«…В связи с изложенным, я требую рассмотрения этого беспрецедентного поступка, несовместимого с высокой моралью организации, созданной Лениным.
Людмила Фридман. 3 января 1947 года».
— У меня вопрос к Кострову: вы согласны с фактами, изложенными в заявлении вашей жены?
— Да.
— В таком случае бюро вправе услышать ваше объяснение.
Передо мной на столе ее руки перетягивают между пальцами серебряную цепочку сумочки. Легкий, едва заметный лак ногтей…
— Ну, что же, Костров, будем молчать?
Обручальное кольцо… (Мое в кармане. Запрещено было тогда носить их.) Длинные нежные пальцы… «Такими играют на арфах или совершают дворцовые перевороты», — вспомнил я Ленькину фразу… Что бы сказал он сейчас?
Всплыло из памяти утро, когда мы собирались в загс. Елизавета Сергеевна внесла в комнату маленькую икону. За спиной ее растерянно улыбался Яков Михайлович, показывая нам руками: «Уважьте, мол, мать, встаньте на колени, бог с ней…» Мы переглянулись с Людмилой, послушно опустились на ковер и поцеловали теплую доску.
— Это неуважение к составу бюро.
— Что вы хотите от меня? — спрашиваю я, продолжая глядеть на ее руки. — Что я должен говорить? Какие вы ждете от меня слова? Я принял решение, и никто не может ничего изменить. Меня можно было судить за ошибку. Она мной исправлена. Что теперь?
— У вас все, Костров?
Я пожал плечами.
— Ну, что же, товарищи, все ясно. Кто хочет высказаться?
Поднялся Виталий Уваров. (Крепыш. Спортсмен. Бывший моряк. Его сестру расстреляли под Новгородом немцы. Играет на аккордеоне, неплохо поет матросские песни. Руководит самодеятельностью.)
— Узнал я про все это и так плево на душе стало. Что надо человеку? Государство все дало. На всем, можно сказать, готовом. Жена любит. Она же прямо пишет в заявлении — «любила». Родители тоже с душой. Свадьбу справили. Столько денег вбухали… Иван Петрович рассказывал ребятам. До сих пор вспоминает — он же был, видал. Обстановку справили. Чего еще? И вот на тебе — «ошибка»! Откуда она взялась — «ошибка»?.. Думал я вчера над этим вопросом, думал и вот нашел ответ… Вот…
Уваров не торопясь расстегивает карман гимнастерки и вынимает мою читательскую карточку из библиотеки школы. Я узнал ее сразу.

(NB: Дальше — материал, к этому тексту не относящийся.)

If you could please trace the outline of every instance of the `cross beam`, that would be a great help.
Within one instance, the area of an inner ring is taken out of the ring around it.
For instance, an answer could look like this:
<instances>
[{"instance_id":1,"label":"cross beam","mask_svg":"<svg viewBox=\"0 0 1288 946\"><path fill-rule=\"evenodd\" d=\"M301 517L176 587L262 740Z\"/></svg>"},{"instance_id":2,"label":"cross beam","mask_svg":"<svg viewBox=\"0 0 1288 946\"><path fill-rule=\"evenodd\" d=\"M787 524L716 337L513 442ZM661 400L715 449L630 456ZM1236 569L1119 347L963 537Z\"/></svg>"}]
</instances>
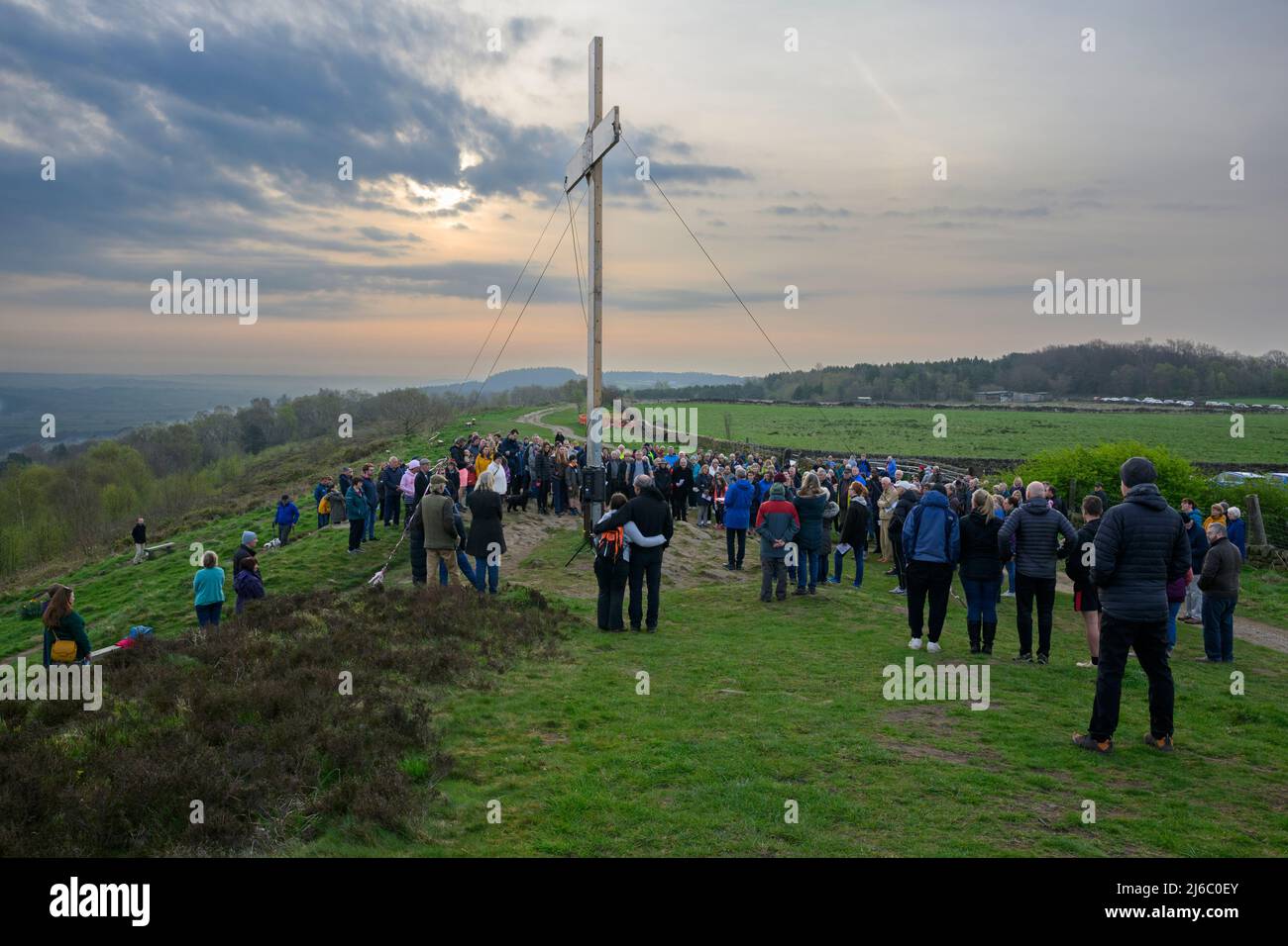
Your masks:
<instances>
[{"instance_id":1,"label":"cross beam","mask_svg":"<svg viewBox=\"0 0 1288 946\"><path fill-rule=\"evenodd\" d=\"M604 378L604 165L603 158L622 138L622 125L614 106L604 116L604 37L590 41L590 112L586 136L568 162L564 172L564 193L582 179L586 181L587 227L586 251L589 255L586 278L590 282L590 311L586 322L586 481L591 488L583 528L599 520L603 507L604 450L603 422L600 420Z\"/></svg>"}]
</instances>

— Вот, — повторяет Уваров. — Прочтем внимательно. Взял Маяковского «Избранное». Как вы знаете, том увесистый. Вернул на другой день и получил Достоевского, том первый. Читает его… Два, три… пять дней! Поменял на Герцена. Полистал день. И берет том второй Достоевского. Читает шесть дней! Шесть! — повторяет Уваров со странной интонацией. (Благодаря этой интонации начинаю понимать его мысль.)
— …Берет третий том и сидит над ним восемь дней! Восемь дней с одним томом! А взяв У пита, в тот же день вернул. Листает Чехова для отдыха один день и снова берет Достоевского. Том четвертый! Держит его до… до шестнадцатого декабря! Одиннадцать дней! И это, обращаю внимание, совпадает с предсвадебным и послесвадебным периодом. И с вызовом на оперативное задание… Под Новый год берет пятый том! И не сдал его до сегодняшнего дня!
(Сложил карточку, кладет в карман, застегивает пуговицу.)
— …Первое: предлагаю просить командование ограничить выдачу упаднической и разлагающей литературы. Второе: проверить все карточки и провести беседы с подобными «читателями». А то ведь что? Днем им «Основы ленинизма» дают, а вечера они с Достоевским проводят… Что же получается?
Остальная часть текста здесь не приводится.